I feel like current top models (Gemini Pro 2.5 etc) would already be good develo...

thegeomaster · 2025-05-05T12:20:48 1746447648

This is exactly what frameworks like Claude Code, OpenAI Codex, Cursor agent mode, OpenHands, SWE-Agent, Devin, and others do.

It definitely does allow models to do more.

However, the high-level planning, reflection and executive function still aren't there. LLMs can nowadays navigate very complex tasks using "intuition": just ask them to do the task, give them tools, and they do a good job. But if the task is too long or requires too much information, the context length deteriorates the performance significantly, so you have to switch to a multi-step pipeline with multiple levels of execution.

This is, perhaps unexpectedly, where things start breaking down. Having the LLM write down a plan lossily compresses the "intuition", and LLMs (yes, even Gemini 2.5 Pro) cannot understand what's important to include in such a grand plan, how to predict possible externalities, etc. This is a managerial skill and seems distinct from closed-form coding, which you can always RL towards.

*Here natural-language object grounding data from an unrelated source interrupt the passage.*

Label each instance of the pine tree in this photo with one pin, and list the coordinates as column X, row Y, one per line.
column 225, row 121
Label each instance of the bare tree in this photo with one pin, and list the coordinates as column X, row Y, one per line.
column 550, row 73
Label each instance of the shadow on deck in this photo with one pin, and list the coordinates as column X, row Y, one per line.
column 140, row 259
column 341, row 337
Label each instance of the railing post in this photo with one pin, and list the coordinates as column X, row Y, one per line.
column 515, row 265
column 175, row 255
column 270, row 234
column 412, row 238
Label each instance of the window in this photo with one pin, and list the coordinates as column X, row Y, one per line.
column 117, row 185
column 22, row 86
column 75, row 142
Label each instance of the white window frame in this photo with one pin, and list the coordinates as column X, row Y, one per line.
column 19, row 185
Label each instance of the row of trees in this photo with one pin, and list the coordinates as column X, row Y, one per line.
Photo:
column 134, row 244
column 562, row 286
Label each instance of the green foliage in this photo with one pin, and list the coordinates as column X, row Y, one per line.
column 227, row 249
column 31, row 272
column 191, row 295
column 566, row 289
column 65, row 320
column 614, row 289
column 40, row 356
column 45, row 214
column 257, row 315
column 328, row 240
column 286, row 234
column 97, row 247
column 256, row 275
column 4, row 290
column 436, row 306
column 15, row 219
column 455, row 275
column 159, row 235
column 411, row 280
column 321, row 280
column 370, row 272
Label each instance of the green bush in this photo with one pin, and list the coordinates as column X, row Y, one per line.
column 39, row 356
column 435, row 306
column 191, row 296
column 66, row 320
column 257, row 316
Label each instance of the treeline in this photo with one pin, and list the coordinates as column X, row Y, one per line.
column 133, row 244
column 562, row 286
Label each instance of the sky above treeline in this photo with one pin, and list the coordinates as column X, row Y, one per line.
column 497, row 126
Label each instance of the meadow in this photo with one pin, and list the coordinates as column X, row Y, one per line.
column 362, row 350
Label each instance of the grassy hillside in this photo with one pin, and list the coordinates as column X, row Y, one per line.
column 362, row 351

Errors, omissions, and assumptions baked into the plan get multiplied many times over by the subsequent steps that follow the plan. Sometimes, the plan heavily depends on the outcome of some of the execution steps ("investigate if we can..."). Allowing the "execution" LLM to go back and alter the plan results in total chaos, but following the plan rigidly leads to unexpectedly stupid issues, where the execution LLM is trying to follow flawed steps, sometimes even recognizing that they are flawed and trying to self-correct inappropriately.

In short, we're still waiting for an LLM which can keep track of high-level task context and effectively steer and schedule lower-level agents to complete a general task on a larger time horizon.

For a more intuitive example, see how current agentic browser use tools break down when they need to complete a complex, multi-step task. Or just ask Claude Code to do a feature in your existing codebase (that is not simple CRUD) the way you'd tell a junior dev.

pjmlp · 2025-05-05T13:58:16 1746453496

I expect that if I use the way I would tell an offshoring junior dev, to the way that I actually get a swing instead of a tire, then it will get quite close to the desired outcome.

However, this usually takes much more effort than just doing the damm thing myself.

demarq · 2025-05-05T12:05:18 1746446718

It’s now a matter of when, and I’m working on that problem.